Dans cette FW26, il n’y a pas de temps pour s’amuser avec les vêtements, les palettes vives ou les accessoires superflus : le chapeau est unique, un large colbac en fourrure orné de paillettes. Le stylisme, lui, est réduit au minimum : veste de costume et pantalon en cuir froissé, robes babydoll couleur poudrée portées avec rien d’autre qu’une paire de sneakers (inspirées des éditions des années 90 de la marque, semelle bulle incluse) et de grandes boucles d’oreilles scintillantes.
Ce n’est pas une collection saturée de total looks black, tendance que l’on a vue se répéter sur les podiums de Milan mais elle n’explose pas non plus en mille couleurs. Jouant plutôt autour des teintes bordeaux, beige, jaune moutarde, rose pêche et surmontée d’infinies nuances de gris. Alors que la SS26 se permettait un peu plus de fantaisie avec des tabliers et uniformes aux imprimés vifs, ici le monde du travail est raconté par l’absence totale de loisir. Certains codes désormais établis de l’ADN Miu Miu (et de Prada également) réapparaissent, comme les épaulettes usées et les tissus froissés, même si ici ce n’est pas le traitement du cuir ou du lin qui capte l’attention. Sur le podium ont défilé quatre icônes blondes des années 90 : Chloë Sevigny, Gemma Ward, Gillian Anderson et Kristen McMenamy.

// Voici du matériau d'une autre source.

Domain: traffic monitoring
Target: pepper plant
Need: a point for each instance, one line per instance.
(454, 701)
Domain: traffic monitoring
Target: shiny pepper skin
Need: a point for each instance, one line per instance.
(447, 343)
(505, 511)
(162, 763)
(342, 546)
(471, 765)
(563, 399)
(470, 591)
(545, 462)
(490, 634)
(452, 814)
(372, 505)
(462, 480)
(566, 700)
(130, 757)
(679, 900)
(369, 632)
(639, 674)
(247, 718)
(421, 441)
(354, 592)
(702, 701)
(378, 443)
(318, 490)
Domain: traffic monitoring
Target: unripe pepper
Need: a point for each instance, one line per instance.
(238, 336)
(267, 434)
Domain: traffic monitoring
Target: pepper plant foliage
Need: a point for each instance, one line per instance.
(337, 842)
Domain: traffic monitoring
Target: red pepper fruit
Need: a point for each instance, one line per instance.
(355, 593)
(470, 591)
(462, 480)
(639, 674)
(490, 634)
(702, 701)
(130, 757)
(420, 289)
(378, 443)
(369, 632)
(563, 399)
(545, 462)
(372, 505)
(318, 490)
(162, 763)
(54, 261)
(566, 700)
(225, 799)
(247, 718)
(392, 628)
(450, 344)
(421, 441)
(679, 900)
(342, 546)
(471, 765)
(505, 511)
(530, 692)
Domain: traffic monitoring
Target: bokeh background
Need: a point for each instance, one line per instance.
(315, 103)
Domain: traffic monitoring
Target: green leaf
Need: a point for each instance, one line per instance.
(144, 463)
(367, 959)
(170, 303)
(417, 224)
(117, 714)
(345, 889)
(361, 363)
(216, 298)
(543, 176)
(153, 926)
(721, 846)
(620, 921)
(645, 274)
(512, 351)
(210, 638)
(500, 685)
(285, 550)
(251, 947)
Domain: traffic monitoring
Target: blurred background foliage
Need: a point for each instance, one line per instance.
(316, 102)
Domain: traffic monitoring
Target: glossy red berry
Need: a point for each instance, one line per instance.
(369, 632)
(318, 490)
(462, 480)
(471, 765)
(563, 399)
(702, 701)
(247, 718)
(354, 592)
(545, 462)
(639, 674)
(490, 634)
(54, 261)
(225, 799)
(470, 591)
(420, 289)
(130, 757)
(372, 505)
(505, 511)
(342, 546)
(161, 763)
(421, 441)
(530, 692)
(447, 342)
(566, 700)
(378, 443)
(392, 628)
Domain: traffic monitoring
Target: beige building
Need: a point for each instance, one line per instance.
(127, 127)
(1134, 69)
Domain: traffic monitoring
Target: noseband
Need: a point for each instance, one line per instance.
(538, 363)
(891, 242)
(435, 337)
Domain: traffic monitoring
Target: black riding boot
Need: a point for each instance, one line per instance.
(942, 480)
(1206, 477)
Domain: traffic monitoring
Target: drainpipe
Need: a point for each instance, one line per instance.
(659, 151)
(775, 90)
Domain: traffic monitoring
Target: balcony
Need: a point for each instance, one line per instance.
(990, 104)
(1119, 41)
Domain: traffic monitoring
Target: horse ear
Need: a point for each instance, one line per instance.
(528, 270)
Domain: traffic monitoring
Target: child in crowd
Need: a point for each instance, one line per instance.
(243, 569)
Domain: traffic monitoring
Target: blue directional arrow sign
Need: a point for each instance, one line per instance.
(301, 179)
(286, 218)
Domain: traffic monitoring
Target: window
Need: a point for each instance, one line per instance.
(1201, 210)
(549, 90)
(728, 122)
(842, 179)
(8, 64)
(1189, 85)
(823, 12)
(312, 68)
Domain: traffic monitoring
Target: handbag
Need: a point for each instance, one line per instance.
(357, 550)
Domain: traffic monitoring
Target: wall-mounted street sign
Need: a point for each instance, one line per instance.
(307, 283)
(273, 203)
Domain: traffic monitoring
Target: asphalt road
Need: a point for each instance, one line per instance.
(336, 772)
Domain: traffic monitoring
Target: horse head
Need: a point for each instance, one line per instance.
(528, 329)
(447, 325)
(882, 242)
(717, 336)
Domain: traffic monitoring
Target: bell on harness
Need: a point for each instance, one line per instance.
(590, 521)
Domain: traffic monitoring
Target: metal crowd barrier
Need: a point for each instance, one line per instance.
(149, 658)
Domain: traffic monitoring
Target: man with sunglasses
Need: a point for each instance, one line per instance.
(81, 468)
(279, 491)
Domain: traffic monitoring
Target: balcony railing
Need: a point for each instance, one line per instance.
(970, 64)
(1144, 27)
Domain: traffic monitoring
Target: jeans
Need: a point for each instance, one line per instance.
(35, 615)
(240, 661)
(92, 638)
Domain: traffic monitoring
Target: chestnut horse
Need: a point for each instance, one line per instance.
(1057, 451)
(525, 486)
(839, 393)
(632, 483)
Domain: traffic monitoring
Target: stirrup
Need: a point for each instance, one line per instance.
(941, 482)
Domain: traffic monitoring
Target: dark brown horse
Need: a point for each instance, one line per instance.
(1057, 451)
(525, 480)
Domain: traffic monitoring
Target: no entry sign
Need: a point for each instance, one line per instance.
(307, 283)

Pour cette FW26, les mannequins semblent s’être habillées à contrecœur, à la hâte, avec pour seul objectif de sortir de chez elles avec quelque chose sur le dos, peu importe si ce n’est plus à la bonne taille ou si les proportions ne sont pas flatteuses. C’est assurément une collection Miu Miu, mais cette fois se dégage du travail de Miuccia Prada et de la styliste Lotta Volkova une aura de tristesse et de désintérêt assez lourde. Autrefois, la marque amusait les nouvelles générations et captivait les intellectuels plus âgés avec des jupes de plus en plus courtes et le renversement de la perception commune de l’uniforme de travail ; aujourd’hui, ce que l’on voit sur le podium est une femme mélancolique, visiblement fatiguée, qui regrette les années 90 et cherche à les retrouver dans son dressing.
Cette fois, Miu Miu ne semble pas se demander ce que signifient réellement le bon goût, le luxe ou la mode. Elle s’interroge plutôt sur ce que signifie créer des vêtements dans un monde qui semble se désagréger. Que désire aujourd’hui le consommateur, si ce n’est se sentir protégé et enveloppé dans un lourd manteau ? Et que recherchent les créateurs, si ce n’est cette concentration et cette énergie artistique qui semblaient si vivantes il y a trente ans ? Au-delà des robes à paillettes commerciales et des ensembles en cuir, Miu Miu semble nous dire une chose simple : la mode n’est rien d’autre qu’une garde-robe. La vie, la vraie, se passe avant et après le moment où l’on s’habille.